Pero él le explicó a esa chica tan hermosa, con esa piel tan delicada, tan sin huellas todavía, tan cándida y tan ferozmente erótica sin embargo, que el hecho de que un nombre fuera extranjero o no sólo dependía del punto de vista: esos nombres son extranjeros para ti, pero para otros no lo son. Siempre esas respuestas tan maduras. Eso era lo que a ella le hacía comprender la sabiduría de la edad y entregar después con agradecida generosidad su terso cuerpo, su musculatura de gacela, sus senos perfectos a un hombre algo panzudo, sin deformidad sin embargo, de carne blanda por los años, la piel algo descolgada, las manos con esas manchas como una crepa, las canas atractivas y esa frente con arrugas visibles. Sus pliegues favoritos eran los de los bordes de sus ojos color miel. Esas manos también le gustaban a ella, porque al mismo tiempo estaban bien cuidadas y contenían experiencia, eran hermosas, viriles, y las dejaba subir y bajar por ella con placer, sin reparos, como el viejo automóvil recorriendo las relucientes nuevas autopistas.
―Además, ―añadió para hacer su explicación algo más diáfana―, mi ex mujer Dora, Dorothy, era francesa.
―Pero Dorothy es un nombre inglés, no francés.
Marina tenía una inteligencia postmoderna, así que ella misma se respondió:
―Ya, ya sé: eso da igual; un nombre es un nombre, y ella puede ser francesa y tener el nombre que sea. Los nombres no tienen nacionalidad. Y si ella era francesa y tenía nombre inglés, decidió poner nombres ingleses también a sus hijos.
Sonrieron, miraron alrededor y sin ser vistos se dieron un corto beso en los labios. No querían impresionar a los otros pasajeros, porque la mayoría pensaría que eran padre e hija. No obstante, los nombres de sus cinco hijos, tres varones y dos hembras, los había escogido todos él, no Dora. Ni siquiera le pareció pertinente tener que explicárselo a Marina, que ahora trataba de colocarse los auriculares de su reluciente walkman, ese aparato que comenzaba a extenderse entre los jóvenes, para darse una dosis de Pink Floyd. El suave zumbido que salía de sus orejas llegaba casi imperceptible hasta los oídos de Mario.

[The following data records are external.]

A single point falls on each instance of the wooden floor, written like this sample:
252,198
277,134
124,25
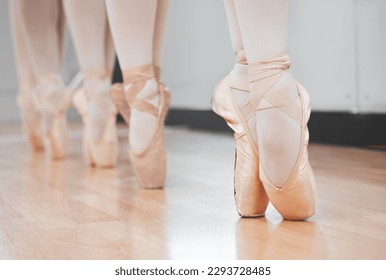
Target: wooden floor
66,210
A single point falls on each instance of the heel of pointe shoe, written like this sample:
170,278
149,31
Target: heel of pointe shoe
250,196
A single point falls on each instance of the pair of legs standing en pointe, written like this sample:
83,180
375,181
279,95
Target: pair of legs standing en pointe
261,101
268,111
141,99
137,29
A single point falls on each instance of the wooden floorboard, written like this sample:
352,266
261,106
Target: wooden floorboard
66,210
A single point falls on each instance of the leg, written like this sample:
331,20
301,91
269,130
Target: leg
229,100
30,116
88,21
143,102
41,24
282,108
132,25
89,28
159,31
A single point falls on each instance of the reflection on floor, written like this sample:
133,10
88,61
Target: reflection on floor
66,210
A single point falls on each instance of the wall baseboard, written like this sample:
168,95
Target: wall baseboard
363,130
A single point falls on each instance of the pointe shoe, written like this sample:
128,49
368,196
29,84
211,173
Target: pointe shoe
150,164
93,102
250,196
295,198
52,100
31,118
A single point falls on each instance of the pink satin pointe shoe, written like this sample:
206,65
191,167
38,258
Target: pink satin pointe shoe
282,111
149,164
52,100
31,118
93,102
250,196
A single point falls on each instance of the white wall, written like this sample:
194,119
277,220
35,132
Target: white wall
338,50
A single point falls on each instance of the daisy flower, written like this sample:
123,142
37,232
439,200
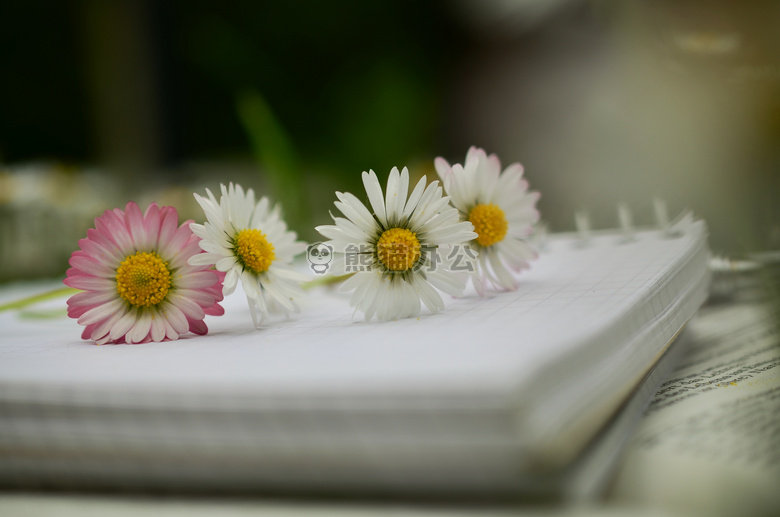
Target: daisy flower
249,241
501,209
403,251
138,286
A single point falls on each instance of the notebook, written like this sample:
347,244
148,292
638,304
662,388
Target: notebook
497,395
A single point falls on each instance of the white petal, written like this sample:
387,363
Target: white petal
374,192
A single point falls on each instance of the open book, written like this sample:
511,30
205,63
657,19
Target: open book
486,397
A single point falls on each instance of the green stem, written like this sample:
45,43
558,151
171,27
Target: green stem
29,300
326,280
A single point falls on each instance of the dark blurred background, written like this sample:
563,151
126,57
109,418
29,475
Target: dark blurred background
603,101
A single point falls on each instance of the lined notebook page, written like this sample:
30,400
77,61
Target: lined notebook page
488,346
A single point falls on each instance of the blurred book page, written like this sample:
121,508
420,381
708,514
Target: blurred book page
710,441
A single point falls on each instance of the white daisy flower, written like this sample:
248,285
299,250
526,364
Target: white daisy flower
402,252
250,241
501,209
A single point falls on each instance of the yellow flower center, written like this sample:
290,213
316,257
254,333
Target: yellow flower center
143,279
489,222
398,249
253,250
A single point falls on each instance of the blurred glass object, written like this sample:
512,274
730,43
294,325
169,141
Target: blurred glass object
44,211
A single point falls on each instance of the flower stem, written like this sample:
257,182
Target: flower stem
29,300
326,280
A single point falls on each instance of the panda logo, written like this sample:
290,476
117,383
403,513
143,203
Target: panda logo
319,255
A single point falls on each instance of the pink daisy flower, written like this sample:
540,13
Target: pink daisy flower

Le haré comprender a Brahms, pensó él; de vuelta en Madrid, en la casa de la sierra, le haré comprender el concierto número 1, mientras miramos a través de los cuarterones de vidrio el jardín otoñal. Mario solía zafarse de la realidad a cada momento con este tipo de evocaciones; se lo pedía el cuerpo.
―¿Quieren zumo con el café? ―les preguntó la azafata―.
Luego pensó que la probabilidad de que él mismo se encontrase en el sofá de piel beige, mientras observaba la parra enrojecida y el jardín revestido de la dulce morbidez del otoño, con el fondo del concierto número 1 de Brahms, era realmente elevada, pero que aquella preciosidad que lo acompañaba siguiera con él era algo más remoto. Aunque para el otoño sólo quedaban un par de meses, ahora esa distancia parecía insalvable. Y las mujeres que pasaban últimamente por su vida solían durarle unas semanas. Marina se postulaba como una persona más inquietante, y por tanto, a parte del sexo, podría ofrecerle un poco más de placer en las meninges, y por tanto durar al menos unos meses. Eso pensaba, mientras trataba frustradamente de perfilar las nalgas de la azafata a través de su falda nada voluptuosa.